Crouching by the ladies’ lingerie section in Sainsbury’s to study the denier quality of opaque knee highs isn’t, perhaps, the most glamorous image of a Master of Foxhounds (MFH) going about his preparation for the season ahead… and without a single MP in sight. However, for anyone who has panicked with the agony of calf cramp when putting on or removing their hunting boots, talcum powder and smooth lower leg tights are life-savers.
Hounds and horses aren’t packed away in the spring while the masters and staff go to Barbados for the summer, returning for the puppy show and occasional hound parade. Financial and organisational arrangements for the new season should have been confirmed months ago. After all, the autumn is the busiest time of year for masters and staff and it all needs to click into gear. Every aspect of hunting needs to be addressed prior to the season starting. Hounds and horses need to be suitably exercised. New farmers must be visited and all of the country covered to ensure that farmers are happy. Any broken fences need repairing and new ones built. Tack and all equipment — including the hunt vehicles — must be in good order.
Before hunting starts, the older hunt coats receive their annual makeover with my inexpert needle and thread. Any new kit needs breaking in and fitting properly to avoid an early morning crisis. Importantly, does that new “beginning of term” haircut mean your hat wobbles?
Hound lists are printed for kennels, to ensure that accurate records are kept of who hunted and when. Today’s masters should check that the trail-laying equipment — including camera — is all up together along with the Daily Record Sheets that must be completed after each day’s hunting to aid our proof of legal compliance.
A good start
The last few weeks of hound exercise, in particular, demand careful management. In our busy, well-used countryside, hound education is as important as fitness. Hounds must become neither bored and sour, nor like a rattling tin of jumping beans, ready to fire off in every direction. Boxing up to exercise around the hunt country gets the hounds used to the lorry and different places. It is good for the hounds to be seen, “off games”, by farmers, supporters and the general public away from kennels.

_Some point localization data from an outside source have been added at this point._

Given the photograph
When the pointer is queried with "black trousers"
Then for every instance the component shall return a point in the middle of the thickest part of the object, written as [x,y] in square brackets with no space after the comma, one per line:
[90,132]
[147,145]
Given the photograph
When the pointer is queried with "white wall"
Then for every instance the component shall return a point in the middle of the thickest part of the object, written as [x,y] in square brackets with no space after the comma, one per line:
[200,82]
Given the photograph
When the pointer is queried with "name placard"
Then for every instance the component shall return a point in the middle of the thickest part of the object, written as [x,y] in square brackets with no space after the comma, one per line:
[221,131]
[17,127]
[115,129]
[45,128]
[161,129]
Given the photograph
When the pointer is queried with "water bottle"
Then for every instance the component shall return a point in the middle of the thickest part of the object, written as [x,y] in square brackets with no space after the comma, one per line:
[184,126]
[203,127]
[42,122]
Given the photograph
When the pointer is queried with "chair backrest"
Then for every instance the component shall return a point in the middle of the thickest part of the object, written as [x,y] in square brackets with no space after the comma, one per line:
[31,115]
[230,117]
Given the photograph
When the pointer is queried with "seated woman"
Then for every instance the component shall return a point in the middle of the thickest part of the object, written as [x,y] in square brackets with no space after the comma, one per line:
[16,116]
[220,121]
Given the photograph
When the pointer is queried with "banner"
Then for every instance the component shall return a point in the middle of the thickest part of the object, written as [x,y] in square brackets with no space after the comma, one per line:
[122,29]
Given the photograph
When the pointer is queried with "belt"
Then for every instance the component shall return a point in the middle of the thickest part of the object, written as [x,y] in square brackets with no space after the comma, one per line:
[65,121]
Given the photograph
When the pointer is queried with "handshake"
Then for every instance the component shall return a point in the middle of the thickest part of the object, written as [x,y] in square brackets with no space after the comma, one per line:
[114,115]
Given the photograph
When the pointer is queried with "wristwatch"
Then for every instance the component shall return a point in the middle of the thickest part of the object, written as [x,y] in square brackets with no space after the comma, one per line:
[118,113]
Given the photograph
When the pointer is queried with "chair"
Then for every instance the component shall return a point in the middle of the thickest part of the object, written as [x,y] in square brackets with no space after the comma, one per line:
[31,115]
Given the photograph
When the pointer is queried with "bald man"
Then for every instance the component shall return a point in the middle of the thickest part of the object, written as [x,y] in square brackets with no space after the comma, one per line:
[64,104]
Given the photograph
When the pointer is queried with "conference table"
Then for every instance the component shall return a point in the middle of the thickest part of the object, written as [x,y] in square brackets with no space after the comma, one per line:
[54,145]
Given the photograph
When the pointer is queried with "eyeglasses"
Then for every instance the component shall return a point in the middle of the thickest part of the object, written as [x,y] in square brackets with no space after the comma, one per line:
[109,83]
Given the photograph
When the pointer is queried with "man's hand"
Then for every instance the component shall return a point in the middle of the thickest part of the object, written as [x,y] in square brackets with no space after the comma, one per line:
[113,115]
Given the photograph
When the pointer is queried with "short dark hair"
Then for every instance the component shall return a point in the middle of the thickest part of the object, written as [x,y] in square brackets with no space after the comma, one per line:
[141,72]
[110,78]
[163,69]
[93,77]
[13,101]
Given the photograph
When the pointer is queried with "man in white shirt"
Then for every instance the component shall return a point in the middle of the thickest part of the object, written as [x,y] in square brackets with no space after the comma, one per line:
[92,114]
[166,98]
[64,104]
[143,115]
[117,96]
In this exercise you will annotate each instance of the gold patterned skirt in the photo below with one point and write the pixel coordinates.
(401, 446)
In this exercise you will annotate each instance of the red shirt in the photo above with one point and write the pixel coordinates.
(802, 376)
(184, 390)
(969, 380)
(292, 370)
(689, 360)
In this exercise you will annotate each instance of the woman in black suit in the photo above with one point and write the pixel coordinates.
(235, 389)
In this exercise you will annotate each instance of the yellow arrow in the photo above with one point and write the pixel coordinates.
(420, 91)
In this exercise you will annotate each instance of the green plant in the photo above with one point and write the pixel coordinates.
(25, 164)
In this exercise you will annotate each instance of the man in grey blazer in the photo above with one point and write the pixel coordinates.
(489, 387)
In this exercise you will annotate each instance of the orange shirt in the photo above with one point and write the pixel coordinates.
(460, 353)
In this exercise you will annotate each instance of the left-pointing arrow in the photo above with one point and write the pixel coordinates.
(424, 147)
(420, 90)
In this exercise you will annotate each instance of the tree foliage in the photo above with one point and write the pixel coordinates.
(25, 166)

New hunt horses may have been introduced to hounds and of course, young hounds have to become confident with horses. Only a handful of the larger establishments (and some of the smaller ones) stable their hunt horses away from the actual kennels, so most young hounds do get to see horses every day, either in the yard or walking out in the fields during the afternoon.
It is a constant and necessary challenge to open new country each summer. My professor of composition at university used to say that if a composer’s music isn’t regularly performed, then there’s usually a good reason: it isn’t any good. If you have a well-run country, then it follows that there are unlikely to be too many large, huntable areas not already open. That said, it is nearly always possible to improve and add to existing country.
The apocryphal tale that Captain Wallace never hunted a piece of country more than once in the same way is probably a little farfetched, given his length of remarkable masterships, however it is vital to give the punters a fresh approach and ring the changes.
Thanks to our summer arriving better late than never and increasingly large, efficient machinery, the harvest has been relatively prompt. Most hunts have been out autumn hunting for several weeks trying to catch the best of the early morning conditions before they are burnt off by the sun. Once the first hound spoke on a crisp morn, the hound shows were but a distant memory. Hounds now have a serious job of work to do, which fortunately, they adore.